E-Crimes and Misdemeanors

Here’s the thing about the Hillary Clinton e-mail story:  Clinton flagrantly broke a rule.  And if there’s one thing we know for sure about Hillary Clinton, it’s that she is an absolute stickler for the rules.

This is, except in her own case.

Let me take you back, if I may, to the Michigan presidential primary of 2008.  The state scheduled its vote for January 15—three weeks earlier than Democratic Party rules allowed.  As punishment, the Democratic National Committee stripped Michigan of its delegates to the Democratic Convention, rendering its primary meaningless and leading most candidates—including Barack Obama, John Edwards and Joe Biden—to remove their names from the ballot.  However, Clinton opted to remain on the ballot and, having no opponents, won the primary.

Smash cut to May 31, when party leaders held a meeting and decided to seat Michigan’s delegates after all, because, well—forgive and forget, right?

This meant, of course, that the DNC was retroactively changing the rules—to the benefit of Clinton and to the detriment of everyone else.  Obama, Edwards and Biden had withdrawn from Michigan on the understanding that the primary wouldn’t count and therefore wasn’t worth contesting.  Had they known the DNC would change its mind after the fact, they obviously would have campaigned differently.

Meanwhile, Clinton suddenly won a whole batch of free delegates for no reason except that she deliberately violated the spirit of DNC rules by staying on the Michigan ballot while the rest of her party turned its back.  When asked how, under these circumstances, the Michigan primary could possibly be considered fair, Clinton responded, “We all had a choice as to whether or not to participate in what was going to be a primary, and most people took their name off the ballot but I didn’t.”

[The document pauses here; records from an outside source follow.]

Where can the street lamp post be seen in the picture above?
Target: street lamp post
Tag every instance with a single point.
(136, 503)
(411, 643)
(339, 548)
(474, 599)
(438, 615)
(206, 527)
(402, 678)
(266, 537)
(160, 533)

You see, this is how Hillary Clinton thinks.  Following protocol is all well and good, but if there is any way around the rules—namely, one that can guarantee a leg up on the competition—you’d be foolhardy not to try it.  It’s a principle that any professional athlete would be well-acquainted with.

Which brings us back to the present, and this silly business about her e-mails.

As it turns out, for the entire time that Clinton was America’s secretary of state—and unlike every other secretary of state—she conducted all e-mail correspondence through a personal account, rather than an official government server.  What is more, none of those thousands of messages was copy-and-pasted into the official record at the time they were sent.

The reason this is a problem is that—at the risk of sounding like a total prude—the latter of those things was, and is, against the rules.

In point of fact, there is such a thing as the Federal Records Act, which since 2009 has said, “Agencies that allow employees to send and receive official electronic mail messages using a system not operated by the agency must ensure that federal records sent or received on such systems are preserved in the appropriate agency recordkeeping system.”

We know that Clinton’s State Department did no such thing while Clinton was there, because when this issue was belatedly brought to the department’s attention and made public in recent days, Clinton’s aides suddenly went into overdrive to sift through some four years’ worth of files.

Which means one of two things is true:  Either Clinton (and everyone on her staff) was unaware of the requirement to archive all of her relevant e-mail messages, or she was aware of it but hoped that nobody else was.  Considering that Clinton is a lawyer and, by all accounts, one of Washington’s most legendary control freaks, one would do well to place one’s bets on the latter.

To be clear, there is absolutely no mystery as to why Clinton—or anyone—would want to bury all of her messages in a private account.  Given the choice of making all of your work-related e-mails public versus strategically deleting any messages that might make you look bad…well, we don’t even need to finish that thought, do we?

However, so far as the Federal Record Act is concerned, the secretary of state does not have a choice in the matter.  She is mandated to save everything for the historical record.  We can argue about whether this policy is good or bad, but we cannot deny that it is, in fact, the policy.

Nor can we deny the obvious advantage Clinton gave herself by flaunting it for her entire term.  Because she has exclusive control over her personal e-mail account, she can cherry pick all she wants without anyone (except maybe the NSA) knowing what she might be hiding.

When she tweeted last week, “I want the public to see my email,” it had all the intellectual honesty of President Obama’s responding to the Edward Snowden NSA leaks by saying, “I welcome this debate.”  If the president desired a discussion about government spying, he sure went into a lot of trouble to ensure that one never occurred.  And if Clinton truly wants her diplomatic correspondence made public, she has nonetheless exerted an awful lot of effort over the past six years to keep it private.

Who are you going to believe—Hillary, or your own eyes?

Having said all of the above, this is probably a good time to note—as so many Clinton supporters have—that shielding four years’ of e-mails from public view is not a capital offense.  It’s not a Watergate-level act of deception, it’s not indicative of a state department rotting from the inside out, and it does not disqualify Clinton from running for president of the United States.

What it does is merely remind us that Hillary Clinton is an abnormally secretive and disingenuous person who will bend (if not break) the rules at every possible opportunity.  We can go ahead and elect her president, anyway—there have been dishonest people in the Oval Office before—but if we do, we should be under no illusions about what we would be getting.